Il popolo curdo è tristemente noto per la discriminazione che lo colpisce sin dall’inizio del XX secolo. A Mahmura, nel nord Iraq, un gruppo di profughi curdi fuggiti dalla Turchia sopravvive in un campo tra mille difficoltà e col peso del silenzio internazionale.

La discriminazione razziale contro i curdi è stata particolarmente forte nella parte del Kurdistan turco e siriano. È stata attuata tramite ogni mezzo: dalla televisione alla stampa, dalle istituzioni scolastiche alla radio, dalla polizia all’esercito. All’inizio degli anni Novanta, lo Stato turco iniziò a evacuare con la forza numerosi villaggi contadini curdi, ritenuti i responsabili della guerriglia tra il PKK (Partito dei lavoratori del Kurdistan) e l’esercito ufficiale. Chiunque si opponesse all’abbandono forzato della propria casa e del proprio bestiame veniva arrestato, torturato o ucciso. Tra le varie misure discriminanti, fu vietato parlare in curdo, pronunciare la parola Kurdistan, ascoltare musica curda.

Nel 1994 si raggiunse il culmine della violenza: la Turchia iniziò un’offensiva armata contro i civili curdi. Oltre trentamila persone abbandonarono i loro villaggi alla volta del sud Kurdistan, in territorio iracheno. In seguito a vari spostamenti, si stabilirono definitivamente a Mahmura, una zona desertica senza acqua né alcuna comodità, dove istituirono un campo di tende. Aiutati solo dalle famiglie curde della zona e completamente abbandonati da ogni Stato, riuscirono pian piano a rendere il posto vivibile. Oggi vi vivono oltre dodicimila persone auto-organizzate democraticamente attorno a ventuno consiglieri e un sindaco che ha il ruolo di coordinare le attività del campo. Esistono un ambulatorio di base, tre scuole primarie autogestite e finanziate da insegnanti volontari e una scuola primaria dell’ONU. L’orgoglio per le scuole autogestite è molto forte e, nonostante il materiale scolastico scarso e molti libri scritti a mano, queste scuole sono percepite come il “primo angolo di Kurdistan libero”. Si insegna, infatti, in curdo e i ragazzi, oltre alla loro lingua madre, sono liberi di studiare anche il turco e l’inglese. 

campo di Mahmura

Nonostante la municipalità di Mahmura sia stata riconosciuta da Baghdad, gli abitanti del campo sono stati molte volte attaccati violentemente dalla Turchia e hanno subìto delle minacce di sgombero immediato del campo. Come risultato, molti si sono spostati in altre zone. La Turchia ha provato più volte a far tornare i curdi entro i propri confini, facendo finte promesse o pressione sull’ONU, gli Stati Uniti e l’Iraq. Venne fatta anche circolare la voce che all’interno del campo si stessero addestrando dei terroristi, ma la notizia non venne mai confermata.

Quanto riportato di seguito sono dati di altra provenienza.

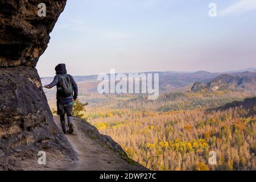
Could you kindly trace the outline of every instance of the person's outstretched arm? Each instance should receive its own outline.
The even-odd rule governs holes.
[[[57,76],[57,75],[56,75],[54,77],[53,81],[52,81],[52,82],[49,85],[46,85],[44,87],[47,89],[51,89],[53,86],[56,86],[58,84],[58,82],[59,82],[59,77]]]
[[[73,86],[73,89],[74,89],[74,97],[73,97],[73,99],[74,100],[76,100],[77,98],[77,96],[78,96],[78,88],[77,88],[77,85],[76,84],[76,81],[75,81],[74,78],[73,78],[73,77],[70,75],[70,78],[71,79],[71,82],[72,83],[72,86]]]

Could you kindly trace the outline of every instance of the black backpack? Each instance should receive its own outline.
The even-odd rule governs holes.
[[[67,75],[59,76],[58,92],[60,96],[67,98],[73,94],[72,83]]]

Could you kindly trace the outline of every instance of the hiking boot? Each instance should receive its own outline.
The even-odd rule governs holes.
[[[73,132],[74,132],[74,129],[73,129],[73,123],[69,123],[68,127],[69,129],[68,131],[68,133],[72,134]]]
[[[60,122],[61,123],[62,131],[63,131],[64,134],[67,135],[67,127],[65,121],[61,121]]]

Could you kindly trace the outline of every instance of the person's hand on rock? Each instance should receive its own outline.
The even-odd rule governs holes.
[[[47,89],[49,89],[49,88],[49,88],[49,86],[48,85],[44,85],[44,88],[46,88]]]

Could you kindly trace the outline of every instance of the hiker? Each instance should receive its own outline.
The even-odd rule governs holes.
[[[51,89],[57,85],[57,114],[60,115],[60,122],[63,133],[65,134],[72,133],[73,129],[73,100],[77,98],[78,89],[73,77],[67,74],[65,64],[59,64],[55,67],[56,76],[53,81],[44,87]],[[68,116],[68,126],[67,130],[65,121],[65,113]]]

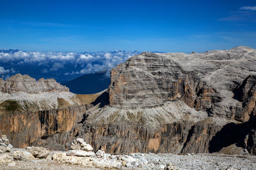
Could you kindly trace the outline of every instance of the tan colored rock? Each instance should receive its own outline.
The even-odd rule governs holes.
[[[76,141],[78,141],[79,143],[83,143],[84,141],[84,139],[78,138],[76,139]]]
[[[96,157],[98,158],[101,158],[104,156],[105,155],[105,152],[102,150],[98,150],[97,152],[95,153]]]
[[[50,150],[44,147],[26,147],[26,150],[30,152],[35,157],[42,159],[46,158],[50,153]]]
[[[67,156],[77,156],[77,157],[92,157],[95,156],[95,153],[93,152],[86,152],[81,150],[70,150],[67,152]]]
[[[35,159],[34,156],[29,152],[25,150],[18,150],[14,152],[11,155],[16,160],[26,160]]]
[[[83,150],[87,151],[87,152],[90,152],[90,151],[93,151],[93,148],[92,147],[92,146],[89,144],[86,144],[84,146],[83,146]]]
[[[9,164],[13,161],[13,158],[9,153],[0,154],[0,164]]]

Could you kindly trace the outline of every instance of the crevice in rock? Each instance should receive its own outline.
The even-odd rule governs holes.
[[[181,150],[181,153],[184,153],[184,150],[186,148],[186,146],[187,146],[188,143],[189,142],[190,138],[193,136],[193,134],[194,132],[194,129],[195,129],[195,125],[191,126],[191,128],[189,129],[188,131],[188,134],[186,138],[186,140],[183,145],[183,148]]]

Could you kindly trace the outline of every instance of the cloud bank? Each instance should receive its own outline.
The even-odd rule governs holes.
[[[0,50],[0,76],[4,78],[20,73],[36,78],[54,78],[59,81],[66,81],[84,74],[110,71],[140,53],[120,50],[84,53]]]

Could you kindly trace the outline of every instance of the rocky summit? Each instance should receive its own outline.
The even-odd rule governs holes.
[[[17,74],[1,80],[0,134],[16,148],[70,156],[256,155],[255,66],[256,50],[246,46],[143,52],[113,68],[109,88],[91,95]]]

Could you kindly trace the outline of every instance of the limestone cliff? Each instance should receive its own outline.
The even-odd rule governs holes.
[[[255,66],[256,50],[246,46],[144,52],[111,71],[106,91],[74,94],[60,110],[2,114],[0,133],[16,147],[65,150],[80,136],[111,153],[256,154]]]

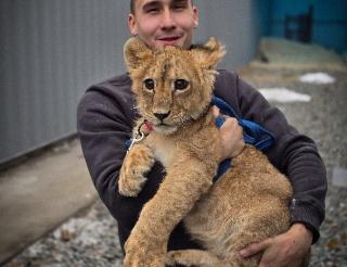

Gli abitanti del campo sono rifugiati e godono (o dovrebbero godere) della protezione dell’ONU. Non hanno nessuna intenzione di tornare in Turchia, nel Paese da dove provengono e dove non vi è alcuna garanzia di sicurezza e libertà politica e culturale.

A Mahmura esistono difficoltà legate alla scarsità del materiale scolastico, all’assenza di luoghi di svago, sportivi, culturali e teatrali, ma i problemi più grandi da gestire riguardano la mancanza di un ospedale. L’unico ambulatorio non è in grado di gestire le malattie dell’apparato respiratorio, dei reni, le complicazioni del parto, le disabilità e le malattie causate dalle armi al napalm o all’uranio impoverito usate contro di loro. Le cattive condizioni climatiche e l’inquinamento dell’acqua complicano la gestione della situazione e i casi di cancro sono in continuo aumento. L’unica soluzione rimane l’uscita dal campo per sottoporsi a cure molto costose.

La comunità internazionale non si pronuncia sulla condizione drammatica del campo di Mahmura e i suoi abitanti, schiacciati da questo silenzio, non possono far altro che coltivare la loro dignità di esseri umani, preferendo rimanere in condizioni di vita critiche piuttosto che tornare in un Paese dove non hanno alcuna garanzia di Libertà.